De novo species delimitation in metabarcoding datasets using ecology and phylogeny
Background: Metabarcoding studies allow a wide variety of taxa to be analysed simultaneously in a fraction of the time taken by morphological identification, but currently metabarcoding studies must rely on sequence similarity-based methodologies to delimit operational taxonomic units (OTUs). Similarity-based OTU clustering methodologies can lead to inaccurate estimates of diversity, species’ distributions or responses to change, meaning that there is a critical need for methods to delimit species in metabarcoding datasets.

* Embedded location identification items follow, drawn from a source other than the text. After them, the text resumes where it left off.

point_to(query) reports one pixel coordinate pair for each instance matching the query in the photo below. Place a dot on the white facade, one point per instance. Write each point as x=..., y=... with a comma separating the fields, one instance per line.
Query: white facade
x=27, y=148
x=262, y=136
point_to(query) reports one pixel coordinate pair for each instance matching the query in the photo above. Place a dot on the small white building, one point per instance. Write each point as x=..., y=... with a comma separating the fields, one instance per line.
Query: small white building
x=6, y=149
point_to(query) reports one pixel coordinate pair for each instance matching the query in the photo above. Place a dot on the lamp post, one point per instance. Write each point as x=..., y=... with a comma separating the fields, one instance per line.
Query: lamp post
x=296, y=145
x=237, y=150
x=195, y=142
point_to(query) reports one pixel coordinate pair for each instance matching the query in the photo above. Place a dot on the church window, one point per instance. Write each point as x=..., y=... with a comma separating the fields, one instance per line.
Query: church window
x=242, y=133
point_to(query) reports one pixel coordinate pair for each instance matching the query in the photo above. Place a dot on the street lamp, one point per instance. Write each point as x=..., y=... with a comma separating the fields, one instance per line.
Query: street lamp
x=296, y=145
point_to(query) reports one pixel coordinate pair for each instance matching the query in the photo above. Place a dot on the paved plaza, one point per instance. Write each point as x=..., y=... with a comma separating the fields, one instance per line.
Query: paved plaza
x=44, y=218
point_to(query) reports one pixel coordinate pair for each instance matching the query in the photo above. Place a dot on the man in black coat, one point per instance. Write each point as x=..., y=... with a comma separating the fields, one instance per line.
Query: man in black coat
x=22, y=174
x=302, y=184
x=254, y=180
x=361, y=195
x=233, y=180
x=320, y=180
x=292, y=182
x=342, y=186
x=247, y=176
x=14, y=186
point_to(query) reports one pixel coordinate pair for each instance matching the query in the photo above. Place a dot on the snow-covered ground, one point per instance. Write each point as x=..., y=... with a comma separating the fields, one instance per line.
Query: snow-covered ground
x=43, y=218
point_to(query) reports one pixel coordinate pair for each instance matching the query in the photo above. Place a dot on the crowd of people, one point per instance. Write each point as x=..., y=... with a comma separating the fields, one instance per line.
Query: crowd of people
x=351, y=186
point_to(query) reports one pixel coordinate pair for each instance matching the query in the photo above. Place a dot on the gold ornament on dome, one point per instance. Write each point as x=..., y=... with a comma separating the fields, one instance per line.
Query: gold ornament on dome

Methods: We introduce SNAPhy (Species delimitation using Niche And PHYlogeny), a novel approach which utilises ecological and phylogenetic information to delimit de novo OTUs in metabarcoding datasets and avoids the problems associated with current OTU clustering methods. Sequencing reads are first divided into ecological groups based on co-occurrence, thereby reducing data complexity and facilitating the use of evolutionary and phylogenetic models (e.g. BEAST and GMYC) to delimit species-level groupings within discrete ecologically informed phylogenies. The utility of SNAPhy is demonstrated using an 18S rDNA nuclear small subunit (nSSU) dataset representing replicated samples taken along the entire length of an estuarine salinity gradient, and SNAPhy is then compared to existing OTU clustering methods.
Results: All of the OTU clustering methods compared yielded different numbers of OTUs and a different taxonomic distribution of OTUs, which we suggest is due to the taxon differences that are known to exist in the degree of intraspecific divergence. SNAPhy and UCLUST (with a 98% similarity threshold) gave the most plausible numbers of OTUs, especially within the Nematoda. Additionally, the degree of variation within nematode OTUs delimited by SNAPhy lies within the range of variation in deeply metabarcoded individuals.
Discussion: SNAPhy avoids the static clustering threshold problems associated with current OTU clustering methods and instead focuses on genuine biological diversity delimited according to a general lineage species concept. We suggest that the SNAPhy approach should play a crucial role in future sequencing-based biodiversity assessment by providing more accurate estimates of species diversity and distributions than current methods, thereby enabling more accurate impact assessments and better informing managerial decisions.